Distributed memory whiteboard analogy

Two people working on the same problem, the processes on the different nodes attached to the interconnect(connection between nodes).

How do they collaborate?

work on a single problem
explicit communication e.g. by telephone
- make a phone call …
  - … wait until the receiver picks up
- receive a phone call …
  - … wait until the phone rings
no data shared so no risk of corrupting someone else’s data or having your own corrupted

Synchronisation

Unlike threads, synchronisation happens automatically as part of the message passing process.

Message sending can be either synchronous or asynchronous.

Synchronous send:

not completed until the message has started to be received.

Asynchronous send:

completes as soon as the message has gone.

Receives are usually synchronous, the receiving process must wait until the message arrives.

Communications

If we have two processes; one sender and one receiver, this is known as point-to-point communication. This is the simplest form of message passing and relies on matching send and receive.

Often however, we need to communicate between groups of processes. This is known as collective communications. This can take the form of a broadcast to all message.

Distributed memory architecture:

Distributed memory architecture

Message passing on shared memory

One process runs on each core and does not directly exploit shared memory. Analogous to phoning a colleague in the same office.

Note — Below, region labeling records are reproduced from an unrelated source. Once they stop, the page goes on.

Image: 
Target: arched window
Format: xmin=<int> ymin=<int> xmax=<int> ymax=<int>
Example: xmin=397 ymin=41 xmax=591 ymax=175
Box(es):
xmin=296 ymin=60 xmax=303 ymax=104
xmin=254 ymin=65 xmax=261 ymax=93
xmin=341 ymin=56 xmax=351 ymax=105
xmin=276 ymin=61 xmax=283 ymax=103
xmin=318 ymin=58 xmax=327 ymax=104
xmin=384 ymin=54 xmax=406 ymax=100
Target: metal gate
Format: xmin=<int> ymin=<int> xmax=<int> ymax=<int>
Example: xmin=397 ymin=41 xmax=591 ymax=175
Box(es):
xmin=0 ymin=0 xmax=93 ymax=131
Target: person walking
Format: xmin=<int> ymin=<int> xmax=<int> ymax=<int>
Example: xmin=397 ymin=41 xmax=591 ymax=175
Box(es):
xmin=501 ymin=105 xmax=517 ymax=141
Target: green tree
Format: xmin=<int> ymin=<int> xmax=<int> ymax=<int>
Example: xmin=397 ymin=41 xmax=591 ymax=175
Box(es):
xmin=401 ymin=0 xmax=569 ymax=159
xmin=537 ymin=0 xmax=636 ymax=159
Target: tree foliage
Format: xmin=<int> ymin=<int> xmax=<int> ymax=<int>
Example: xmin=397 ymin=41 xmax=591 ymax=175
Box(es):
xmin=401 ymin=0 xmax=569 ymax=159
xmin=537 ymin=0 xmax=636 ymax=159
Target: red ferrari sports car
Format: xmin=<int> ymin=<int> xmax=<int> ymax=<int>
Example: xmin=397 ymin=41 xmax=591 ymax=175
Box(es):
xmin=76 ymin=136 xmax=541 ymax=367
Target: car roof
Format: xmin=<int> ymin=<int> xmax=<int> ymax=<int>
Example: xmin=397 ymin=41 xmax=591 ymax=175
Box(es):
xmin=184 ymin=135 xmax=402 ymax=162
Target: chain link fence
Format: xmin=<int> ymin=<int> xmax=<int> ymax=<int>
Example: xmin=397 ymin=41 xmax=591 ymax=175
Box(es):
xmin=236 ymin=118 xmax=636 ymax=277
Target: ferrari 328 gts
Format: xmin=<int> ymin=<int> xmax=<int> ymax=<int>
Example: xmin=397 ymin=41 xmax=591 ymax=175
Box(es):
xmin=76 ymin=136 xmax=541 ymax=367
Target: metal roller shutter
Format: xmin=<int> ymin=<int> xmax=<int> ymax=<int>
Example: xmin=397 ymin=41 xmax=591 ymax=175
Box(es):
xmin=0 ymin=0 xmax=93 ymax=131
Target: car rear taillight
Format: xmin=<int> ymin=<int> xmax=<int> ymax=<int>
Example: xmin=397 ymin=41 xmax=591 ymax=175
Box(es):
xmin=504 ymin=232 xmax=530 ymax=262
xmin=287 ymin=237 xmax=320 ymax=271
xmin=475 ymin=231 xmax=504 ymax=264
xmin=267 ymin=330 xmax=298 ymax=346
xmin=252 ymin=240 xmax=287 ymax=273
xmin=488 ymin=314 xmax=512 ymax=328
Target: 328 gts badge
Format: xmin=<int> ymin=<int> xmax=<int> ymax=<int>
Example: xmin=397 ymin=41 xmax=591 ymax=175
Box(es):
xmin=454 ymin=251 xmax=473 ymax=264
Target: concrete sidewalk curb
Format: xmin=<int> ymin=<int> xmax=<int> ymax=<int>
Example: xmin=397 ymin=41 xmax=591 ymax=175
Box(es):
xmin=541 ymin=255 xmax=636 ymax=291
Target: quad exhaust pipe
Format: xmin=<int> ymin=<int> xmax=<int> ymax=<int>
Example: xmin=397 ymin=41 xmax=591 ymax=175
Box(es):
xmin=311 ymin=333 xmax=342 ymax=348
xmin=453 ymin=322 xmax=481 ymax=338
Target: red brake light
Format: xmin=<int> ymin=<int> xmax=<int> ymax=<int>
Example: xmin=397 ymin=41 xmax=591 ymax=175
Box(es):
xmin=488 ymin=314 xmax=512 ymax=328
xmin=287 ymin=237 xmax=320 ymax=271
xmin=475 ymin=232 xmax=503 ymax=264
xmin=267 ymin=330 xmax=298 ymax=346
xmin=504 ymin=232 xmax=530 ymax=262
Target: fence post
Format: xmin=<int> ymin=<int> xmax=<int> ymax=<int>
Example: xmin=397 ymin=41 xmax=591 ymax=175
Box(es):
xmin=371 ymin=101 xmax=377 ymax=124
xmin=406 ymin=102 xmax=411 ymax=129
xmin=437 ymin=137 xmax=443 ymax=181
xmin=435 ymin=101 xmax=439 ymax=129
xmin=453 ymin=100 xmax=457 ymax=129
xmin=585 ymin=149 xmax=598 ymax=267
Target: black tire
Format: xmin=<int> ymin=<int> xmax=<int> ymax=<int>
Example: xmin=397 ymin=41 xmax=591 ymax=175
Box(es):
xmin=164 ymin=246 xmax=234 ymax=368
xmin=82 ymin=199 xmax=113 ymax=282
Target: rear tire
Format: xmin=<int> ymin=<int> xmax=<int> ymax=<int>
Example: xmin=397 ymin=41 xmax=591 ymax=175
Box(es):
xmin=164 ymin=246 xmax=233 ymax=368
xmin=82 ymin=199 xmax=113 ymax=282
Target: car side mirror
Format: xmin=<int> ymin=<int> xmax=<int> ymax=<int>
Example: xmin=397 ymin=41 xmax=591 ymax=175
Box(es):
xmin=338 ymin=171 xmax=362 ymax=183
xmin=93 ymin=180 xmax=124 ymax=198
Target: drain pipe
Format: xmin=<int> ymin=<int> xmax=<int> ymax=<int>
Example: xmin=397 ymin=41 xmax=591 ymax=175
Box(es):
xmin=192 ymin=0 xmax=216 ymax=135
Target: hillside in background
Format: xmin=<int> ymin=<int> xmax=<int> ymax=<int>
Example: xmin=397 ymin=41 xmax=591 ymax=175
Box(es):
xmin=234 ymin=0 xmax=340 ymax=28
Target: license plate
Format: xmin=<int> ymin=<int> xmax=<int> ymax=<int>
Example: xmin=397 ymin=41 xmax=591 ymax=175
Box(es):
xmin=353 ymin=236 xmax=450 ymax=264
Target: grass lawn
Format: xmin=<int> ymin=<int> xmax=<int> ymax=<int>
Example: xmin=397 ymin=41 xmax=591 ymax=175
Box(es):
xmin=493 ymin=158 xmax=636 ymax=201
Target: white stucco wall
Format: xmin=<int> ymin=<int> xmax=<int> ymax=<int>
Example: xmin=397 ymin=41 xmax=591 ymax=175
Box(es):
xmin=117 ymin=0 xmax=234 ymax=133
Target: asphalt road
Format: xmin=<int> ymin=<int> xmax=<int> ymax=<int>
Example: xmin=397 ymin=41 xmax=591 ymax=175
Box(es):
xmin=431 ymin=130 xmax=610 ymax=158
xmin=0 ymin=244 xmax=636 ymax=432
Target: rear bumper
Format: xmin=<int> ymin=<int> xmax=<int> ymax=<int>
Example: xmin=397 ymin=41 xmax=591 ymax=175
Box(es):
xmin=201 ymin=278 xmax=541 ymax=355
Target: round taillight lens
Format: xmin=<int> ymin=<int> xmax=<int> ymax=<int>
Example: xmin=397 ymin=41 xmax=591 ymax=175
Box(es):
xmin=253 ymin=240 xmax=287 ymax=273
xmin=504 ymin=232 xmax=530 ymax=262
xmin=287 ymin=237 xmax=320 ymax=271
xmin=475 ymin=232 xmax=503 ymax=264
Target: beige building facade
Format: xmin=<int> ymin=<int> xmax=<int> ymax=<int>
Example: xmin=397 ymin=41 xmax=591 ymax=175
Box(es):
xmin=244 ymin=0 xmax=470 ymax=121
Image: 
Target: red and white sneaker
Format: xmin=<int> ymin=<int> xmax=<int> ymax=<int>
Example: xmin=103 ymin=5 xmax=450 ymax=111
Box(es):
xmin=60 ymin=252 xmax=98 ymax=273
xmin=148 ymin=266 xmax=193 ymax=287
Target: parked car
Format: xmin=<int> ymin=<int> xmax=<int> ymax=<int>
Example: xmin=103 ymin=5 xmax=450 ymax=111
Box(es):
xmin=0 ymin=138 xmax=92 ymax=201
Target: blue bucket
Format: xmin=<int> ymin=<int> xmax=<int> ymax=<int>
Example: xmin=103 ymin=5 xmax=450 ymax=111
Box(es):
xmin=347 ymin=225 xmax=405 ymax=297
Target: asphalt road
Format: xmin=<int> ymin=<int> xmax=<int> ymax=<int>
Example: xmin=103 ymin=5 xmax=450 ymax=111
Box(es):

Message passing on shared memory whiteboard analogy

Message-passing programs are run by a special job launcher. The user specifies the number of copies and there is some control over allocation to nodes.

Summary

Processes are ring-fenced from one another, and are therefore unable to share memory.
Communication requires explicit messages, analogous to making a phone call or sending an email.
Synchronisation is done by the messages.
Message-Passing Interface (MPI), a library of function calls/sub-routines, is almost exclusively used for this.